We invited video content producer Anne Merrow to give us an inside perspective about Nilda Callañaupa Alvarez's new video workshop, Andean Knitting.
When you think of knitting, you may think first of sweaters, but knitting has a much more specific purpose in the villages around Cusco, Peru. Making a knitted hat, known as a chullo, is women’s work in some villages and man’s work in others, but the elaborate hats are almost all worn by men. A well-made chullo is a source of pride and even an identity piece, a distinctive and treasured textile. A man’s knitting skills (or those of the woman who knitted his amazing hat) are on display in the colorful headgear.
The stranded colorwork patterns vary from village to village: Some are geometric and derived from the local weaving patterns.
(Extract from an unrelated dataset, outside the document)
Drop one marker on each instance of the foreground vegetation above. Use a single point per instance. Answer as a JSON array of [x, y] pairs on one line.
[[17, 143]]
Some feature birds, animals, even people. One of the most visible differences is in the style of earflaps: some villages feature squared tabs about the size of postage stamps, while others are adorned with semicircles that stretch from brow to well behind the ear. It is said that there are 200 different types of knitted hats in the Peruvian highlands.
A Nearly Lost Art
Knitters and stitchers can sometimes feel like part of a dying breed. When I work in public on a pair of trusty handknitted socks, the reactions from passersby often range from amusement to incredulity. Although I might be the lone knitter in a local café, the woman who taught Nilda Callañaupa Alvarez to knit was a true preserver of textile heritage.
Chinchero and other villages in the Peruvian highlands have long and rich knitting traditions, yet Nilda’s teacher was one of the last in her village. Younger people had lost interest in knitting, and the craft was slowly being lost. As a teenager, Nilda decided to learn to knit, and the skills she acquired have helped her maintain and promote the craft throughout the villages served by the Center for Traditional Textiles of Cusco.
Nearly all of the traditional knitted items are men’s chullos, though knitters also create babies’ and children’s hats, change purses, and even sleeves in the town of Chinchero. As the market for Peruvian knitting has grown, traditional knitters have begun making contemporary pieces such as mufflers and cell-phone cases.
Fortunately, there’s no reason I couldn’t wear an intricately knitted Peruvian-style hat. After watching Nilda’s video Andean Knitting, I think I’ll start with a baby-sized version to practice knitting my own chullo.